襲う奴がいるって、聞いた事があるわね。結界の中は、疑似空間で、

外部と変わらないから気づかない)


 ゲート事件の際に、始めて魔獣が現れ、この世界と言うか、

この街に関わっている関係上、街の住人には、蒼穹の様に魔獣の知識を持つ者が多くいる。

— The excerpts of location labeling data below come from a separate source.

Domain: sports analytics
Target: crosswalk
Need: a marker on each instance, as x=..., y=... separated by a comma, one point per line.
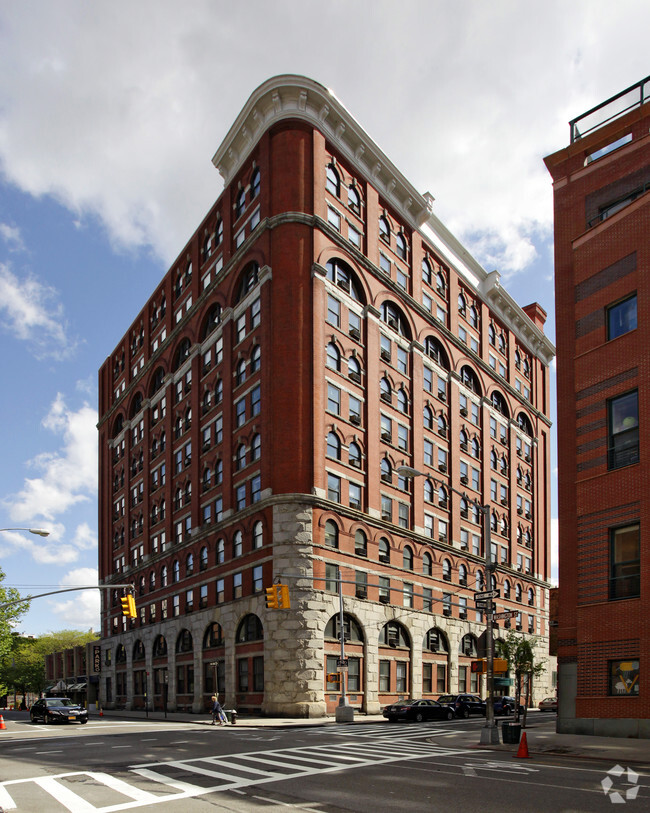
x=163, y=782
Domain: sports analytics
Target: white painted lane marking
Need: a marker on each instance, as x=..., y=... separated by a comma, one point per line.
x=65, y=796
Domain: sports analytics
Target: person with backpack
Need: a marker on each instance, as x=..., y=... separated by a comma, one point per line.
x=217, y=712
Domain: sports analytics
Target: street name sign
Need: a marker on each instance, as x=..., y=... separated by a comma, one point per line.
x=487, y=594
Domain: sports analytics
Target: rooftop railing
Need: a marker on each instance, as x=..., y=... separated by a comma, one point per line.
x=613, y=108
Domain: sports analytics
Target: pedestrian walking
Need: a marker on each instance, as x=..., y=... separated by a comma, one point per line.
x=217, y=712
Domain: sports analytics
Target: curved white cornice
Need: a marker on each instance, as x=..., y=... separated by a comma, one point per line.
x=296, y=97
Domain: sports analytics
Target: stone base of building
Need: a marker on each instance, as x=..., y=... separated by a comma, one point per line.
x=610, y=727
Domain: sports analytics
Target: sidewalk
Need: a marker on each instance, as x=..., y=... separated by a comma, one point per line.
x=541, y=738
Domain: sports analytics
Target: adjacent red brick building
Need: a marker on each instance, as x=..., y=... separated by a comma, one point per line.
x=602, y=256
x=320, y=329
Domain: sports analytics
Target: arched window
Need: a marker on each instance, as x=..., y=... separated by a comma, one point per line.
x=401, y=246
x=332, y=181
x=384, y=230
x=333, y=446
x=331, y=534
x=249, y=629
x=427, y=564
x=385, y=390
x=426, y=271
x=333, y=357
x=407, y=558
x=240, y=203
x=354, y=369
x=354, y=200
x=360, y=543
x=256, y=183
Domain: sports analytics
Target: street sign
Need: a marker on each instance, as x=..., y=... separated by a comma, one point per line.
x=487, y=594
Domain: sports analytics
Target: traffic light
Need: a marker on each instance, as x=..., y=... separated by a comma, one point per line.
x=271, y=598
x=128, y=606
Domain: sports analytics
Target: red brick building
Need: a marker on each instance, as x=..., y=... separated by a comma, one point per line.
x=602, y=256
x=320, y=329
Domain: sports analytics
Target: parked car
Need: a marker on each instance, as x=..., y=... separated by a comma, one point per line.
x=548, y=704
x=463, y=704
x=417, y=710
x=57, y=710
x=506, y=705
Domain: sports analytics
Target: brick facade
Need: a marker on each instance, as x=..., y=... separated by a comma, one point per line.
x=602, y=247
x=320, y=329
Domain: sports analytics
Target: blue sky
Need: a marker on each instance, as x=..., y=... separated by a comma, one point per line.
x=109, y=116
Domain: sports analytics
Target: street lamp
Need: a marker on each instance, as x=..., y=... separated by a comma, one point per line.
x=37, y=531
x=489, y=733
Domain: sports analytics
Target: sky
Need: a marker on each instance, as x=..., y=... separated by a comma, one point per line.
x=110, y=114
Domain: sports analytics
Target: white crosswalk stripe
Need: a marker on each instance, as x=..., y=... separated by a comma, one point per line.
x=182, y=779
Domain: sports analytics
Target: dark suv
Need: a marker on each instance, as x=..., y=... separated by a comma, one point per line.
x=463, y=704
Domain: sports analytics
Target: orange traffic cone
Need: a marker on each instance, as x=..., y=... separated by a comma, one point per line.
x=522, y=752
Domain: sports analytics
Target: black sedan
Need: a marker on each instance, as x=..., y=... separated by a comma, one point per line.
x=57, y=710
x=417, y=710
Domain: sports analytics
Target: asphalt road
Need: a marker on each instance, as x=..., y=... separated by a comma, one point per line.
x=368, y=768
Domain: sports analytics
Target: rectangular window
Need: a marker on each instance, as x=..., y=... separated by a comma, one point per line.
x=333, y=399
x=623, y=430
x=384, y=676
x=624, y=678
x=333, y=488
x=621, y=317
x=333, y=311
x=625, y=562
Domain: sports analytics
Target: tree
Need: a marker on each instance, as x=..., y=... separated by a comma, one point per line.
x=9, y=617
x=519, y=651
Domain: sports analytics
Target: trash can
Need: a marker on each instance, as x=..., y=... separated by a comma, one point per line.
x=511, y=733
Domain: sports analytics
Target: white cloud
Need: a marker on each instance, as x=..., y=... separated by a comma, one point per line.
x=120, y=122
x=33, y=315
x=68, y=476
x=11, y=236
x=80, y=610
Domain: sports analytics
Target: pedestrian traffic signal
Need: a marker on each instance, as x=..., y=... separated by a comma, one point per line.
x=128, y=606
x=271, y=598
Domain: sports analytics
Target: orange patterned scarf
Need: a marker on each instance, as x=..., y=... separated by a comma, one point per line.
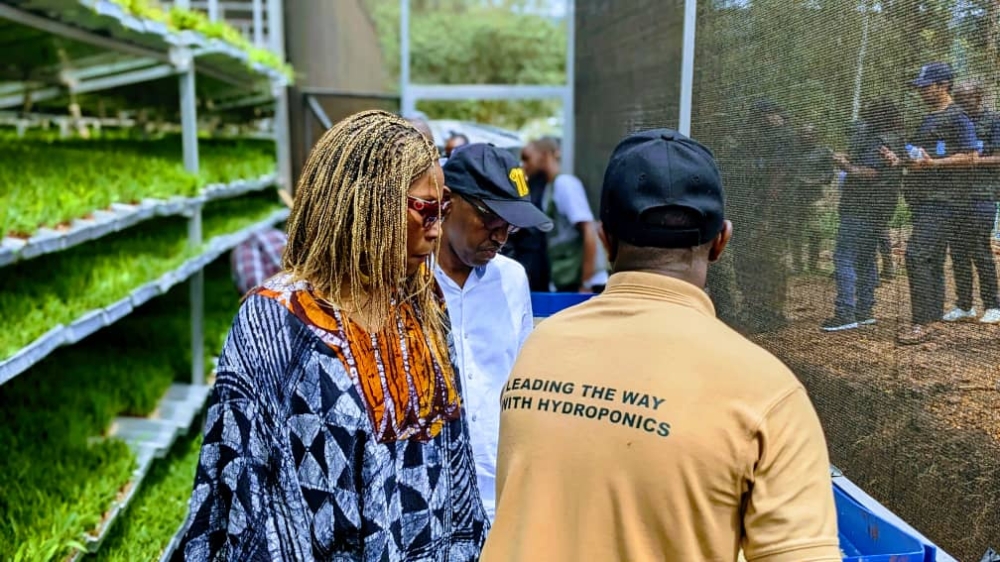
x=403, y=375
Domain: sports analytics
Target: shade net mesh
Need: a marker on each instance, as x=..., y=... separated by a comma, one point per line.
x=783, y=90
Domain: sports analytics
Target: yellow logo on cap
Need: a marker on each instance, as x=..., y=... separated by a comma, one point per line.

 やがて、何かが近づいてくる音がしてきた。それも複数。身構える三人。

そして最初に現れたのは、巨大な蜘蛛。

正確には、蜘蛛の胴体に人間の女性の様な上半身。ただ腕は六本で

頭は蜘蛛の様な物であった。それを見たアキラは、


「アラクネだな」


そう言うと、彼の手に光と共に、赤い剣が現れた。それを見た蒼穹は


「ソウルウェポン……」


と呟く。


 そしてアキラは、興奮した様子で


「コイツは、俺の獲物だぁ!」


と叫びながら、アラクネへと向かって行き、戦いを始めた。


 この直後、もう一体の敵が現れた。それは岩でできた巨大な人型。

ただ全身が岩の様になっている以外、見た目からは、

これと言った特徴を、見出すことはできない。

頭部は両目と口があるだけであるが、両目は赤い瞳で、

こちらを睨んでいるように見えた。


「ナチュラゴーレム……」


と蒼穹は、魔獣の名前を言った。


 そして彼女は、身に付けているペンダントに触れた。


(まさか魔獣と出くわすなんて、早速だけど、使わせてもらうわ)


すると、ペンダントが輝きだし、光が彼女を覆ったかと思うと

鎧姿となっていた。その鎧は銀色で、どことなく女性的なデザインをしていて、

腰には、拳銃のような物が装備されていた。なお、全身鎧なので、見ただけでは蒼穹だとは気づかない。それを見た修一は、


「特撮に出てきそうな、カッコいい鎧だな」


と言った。


「………」


蒼穹は返事もせず、無言で、ナチュラゴーレムに向かって行った。


 さて、二人が戦いとなる中、一人残された形となる桜井修一、

そんな彼にも迫る影が


「うわっ!」


突如、足に蔓のようなものが巻きつき、そのまま引っ張られていく。

戦いの中、その事に気づいたアキラは、


「シュウイチ!」


と声を上げる。そして修一は、大樹のようなモノの前に、逆さ吊りとなった。

一方、ナチュラゴーレムとの戦いの中で、状況に気づいた蒼穹は


(アレって、ガディウッド)


巨大な大木は、植物性魔獣で、根っこのような足で、移動し、

幹には巨大で不気味な顔があった。






 さて、三人が襲われたのは偶然であるが、ただ一つ、意味があるとすれば

三人いたから、そう魔獣は三体で、各自一人ずつ餌にする為である。

また魔獣たちは、小腹がすいた程度なので、一人ずつでも十分なのであった。